Me incliné sobre los papeles con los ojos aún húmedos. Pero de repente me pareció mucho más importante preguntarle cómo había logrado salir del libro y aparecer en mi celda. Me interrumpió con un gesto imperioso.
– Fin del capítulo -dijo. [63]
VIII [64]
Los días finales de las fiestas Leneas entorpecían el ritmo normal de la Ciudad.
Aquella soleada mañana, una densa hilera de carretas de mercaderes bloqueaba la Puerta de Dipilon; escuchábanse insultos y órdenes, pero no por ello los movimientos dejaban de ser tardos.
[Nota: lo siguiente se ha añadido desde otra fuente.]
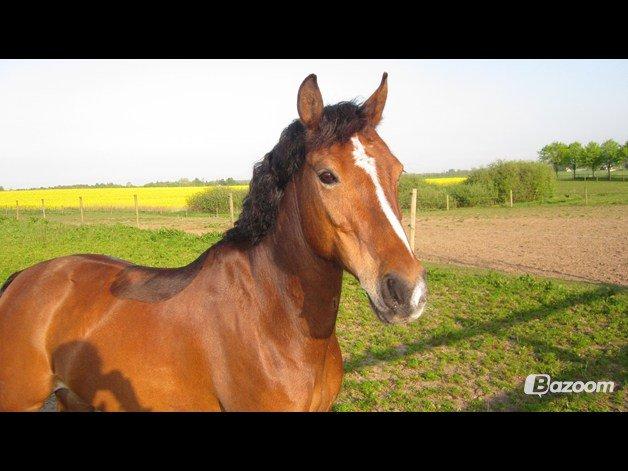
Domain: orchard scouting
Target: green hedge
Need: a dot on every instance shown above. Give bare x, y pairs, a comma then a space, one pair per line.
216, 199
529, 181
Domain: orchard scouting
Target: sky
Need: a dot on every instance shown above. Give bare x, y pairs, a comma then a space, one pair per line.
95, 121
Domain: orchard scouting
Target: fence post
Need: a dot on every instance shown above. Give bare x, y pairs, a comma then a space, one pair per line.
81, 208
413, 219
231, 208
137, 212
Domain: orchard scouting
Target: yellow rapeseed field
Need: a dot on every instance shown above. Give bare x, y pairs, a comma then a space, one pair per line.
148, 197
445, 181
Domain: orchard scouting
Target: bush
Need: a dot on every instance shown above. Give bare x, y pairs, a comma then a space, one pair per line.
428, 196
529, 181
475, 194
216, 199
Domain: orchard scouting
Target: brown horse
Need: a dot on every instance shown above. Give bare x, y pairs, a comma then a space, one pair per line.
250, 324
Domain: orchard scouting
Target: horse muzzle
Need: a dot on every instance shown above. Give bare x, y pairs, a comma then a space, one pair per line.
398, 301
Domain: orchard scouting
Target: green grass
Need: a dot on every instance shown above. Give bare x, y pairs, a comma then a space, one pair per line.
582, 173
599, 192
482, 334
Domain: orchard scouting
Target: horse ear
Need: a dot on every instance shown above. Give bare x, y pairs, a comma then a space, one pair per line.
310, 102
374, 106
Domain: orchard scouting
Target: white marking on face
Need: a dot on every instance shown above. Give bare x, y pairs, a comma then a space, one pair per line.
367, 163
418, 291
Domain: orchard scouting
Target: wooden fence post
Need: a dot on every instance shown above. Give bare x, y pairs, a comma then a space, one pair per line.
231, 208
137, 212
413, 219
81, 207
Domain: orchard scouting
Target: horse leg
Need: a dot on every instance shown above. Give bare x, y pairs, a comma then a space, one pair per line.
68, 401
25, 381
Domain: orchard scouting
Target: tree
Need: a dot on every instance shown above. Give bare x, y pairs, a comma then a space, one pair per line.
611, 155
553, 154
592, 156
573, 156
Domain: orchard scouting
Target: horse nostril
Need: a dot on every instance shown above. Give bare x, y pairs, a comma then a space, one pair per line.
394, 290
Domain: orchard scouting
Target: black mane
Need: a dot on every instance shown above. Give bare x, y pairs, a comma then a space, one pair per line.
271, 175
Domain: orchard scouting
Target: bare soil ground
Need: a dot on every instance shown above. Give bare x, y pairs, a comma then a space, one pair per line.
579, 243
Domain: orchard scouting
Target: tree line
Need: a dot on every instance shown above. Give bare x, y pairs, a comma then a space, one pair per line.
594, 156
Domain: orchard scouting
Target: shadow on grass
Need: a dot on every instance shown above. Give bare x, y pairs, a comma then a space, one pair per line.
471, 329
603, 368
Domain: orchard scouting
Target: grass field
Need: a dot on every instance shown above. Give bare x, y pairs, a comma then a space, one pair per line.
148, 197
482, 334
581, 173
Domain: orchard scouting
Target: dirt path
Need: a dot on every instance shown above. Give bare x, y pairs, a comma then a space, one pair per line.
578, 243
588, 243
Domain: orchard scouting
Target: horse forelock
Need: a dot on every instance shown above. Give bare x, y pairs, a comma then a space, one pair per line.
338, 124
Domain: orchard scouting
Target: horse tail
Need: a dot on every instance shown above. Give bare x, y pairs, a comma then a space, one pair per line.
8, 282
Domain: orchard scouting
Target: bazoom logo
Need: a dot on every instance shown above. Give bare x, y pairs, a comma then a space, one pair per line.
542, 384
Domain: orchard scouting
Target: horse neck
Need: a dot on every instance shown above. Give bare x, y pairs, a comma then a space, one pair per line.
307, 285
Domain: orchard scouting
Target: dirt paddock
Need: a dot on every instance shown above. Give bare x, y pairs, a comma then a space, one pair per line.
587, 243
572, 242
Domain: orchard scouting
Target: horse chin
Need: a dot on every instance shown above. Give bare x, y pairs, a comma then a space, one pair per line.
390, 317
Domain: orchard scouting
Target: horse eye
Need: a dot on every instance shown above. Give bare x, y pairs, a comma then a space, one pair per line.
327, 177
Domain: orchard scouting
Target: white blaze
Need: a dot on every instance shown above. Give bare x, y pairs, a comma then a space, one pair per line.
367, 163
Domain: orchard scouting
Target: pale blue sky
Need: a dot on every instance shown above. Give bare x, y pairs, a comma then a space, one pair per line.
89, 121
En la Puerta del Pireo, los pasos eran aún mucho más morosos y una vuelta completa de rueda de carro podía demorar un cuarto de clepsidra. Los esclavos, transportando ánforas, mensajes, haces de leña o sacos de trigo, se gritaban unos a otros por las calles, exigiendo vía libre. La gente se levantaba a deshora, y la Asamblea en el Dioniso Eleútero se retrasaba. Como no habían venido todos los prítanos, no podía pasarse a la votación. Los discursos languidecían, y el escaso público dormitaba sobre las gradas. Oigamos ahora a Janócrates. Y Janócrates -dueño de importantes fincas en las afueras de la Ciudad- desplazaba su ostentosa anatomía con torcido paso hasta el podio de oradores y comenzaba una lenta declamación que a nadie importaba. En los templos, los sacrificios deteníanse por la ausencia de sacerdotes, que se hallaban ocupados en preparar las últimas procesiones. En el Monumento a los Héroes Epónimos, las cabezas se inclinaban con desgana para leer los bandos y las nuevas disposiciones. La situación en Tebas se hallaba estacionaria. Se esperaba el regreso de Pelópidas, el general cadmeo exiliado. Agesilao, el rey espartano, era rechazado por casi toda la Hélade. Ciudadanos: nuestro apoyo político a Tebas es crucial para la estabilidad de… Pero, a juzgar por la expresión cansada de los que leían, nadie parecía opinar que hubiera algo «crucial» en aquel momento.